Let $A,B$ be bounded sets in $\Bbb R$ for which $\exists \alpha>0$ such that $|a-b|>\alpha$ for any $a\in A,b\in B$ .

Prove that $m^*(A\cup B)=m^*(A)+m^*(B)$.

By countable sub-additivity of outer measure $m^*(A\cup B)\le m^*(A)+m^*(B)$.

To show the reverse inequality let $\epsilon>0$. Then there exists a sequence of open intervals $\{I_n\}$ such that $A\cup B\subset \cup I_n$ and $m^*(A\cup B)+\epsilon >\sum l(I_n)$.

If I can show that for each sequence of intervals $\{I_n^{'}\}$ and $\{I_n^{"}\}$ covering $A,B$ respectively we have $\sum l(I_n)>\sum l(I_n^{'})+\sum l(I_n^{"})$ then we are done.

But I am stuck .Any help.

Answer 1

Fix $\epsilon > 0$. Then there is a countable set $\{I_n \}$ of intervals such that $$\sum_n l(I_n) < m^*(A \cup B) + \epsilon/2.$$

Write each open interval $I_n$ as a finite union of open subintervals $\{ J_{i,n}\}_{i=1}^{N(n)}$ such that $l(J_{i,n}) < \alpha$ and $\sum_{i=1}^{N(n)}l(J_{i,n}) < l(I_n) + \frac{\epsilon}{2^{n+1}}$.

Now, the sets $C(A) = \{J_{i,n} : J_{i,n} \cap A \neq \emptyset \}$ and $C(B) = \{J_{i,n} : J_{i,n} \cap B \neq \emptyset \}$ are disjoint open covers of $A$ and $B$, respectively. (Why?)

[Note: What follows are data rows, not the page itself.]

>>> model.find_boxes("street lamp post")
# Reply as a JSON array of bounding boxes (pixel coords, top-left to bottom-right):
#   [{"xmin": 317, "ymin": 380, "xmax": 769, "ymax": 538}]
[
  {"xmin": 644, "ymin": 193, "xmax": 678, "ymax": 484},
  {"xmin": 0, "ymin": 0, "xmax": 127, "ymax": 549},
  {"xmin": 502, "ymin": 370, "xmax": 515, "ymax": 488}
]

Hence, we have $$m^*(A \cup B) + \epsilon > \sum_n l(I_n) + \epsilon/2 > \sum_n \sum_{i=1}^{N(n)} l (J_{i,n}) \geq \sum_{J' \in C(A)}l(J') + \sum_{J'' \in C(B)}l(J'') \geq m^*(A) + m^*(B).$$

As $\epsilon$ is arbitrary, we are done.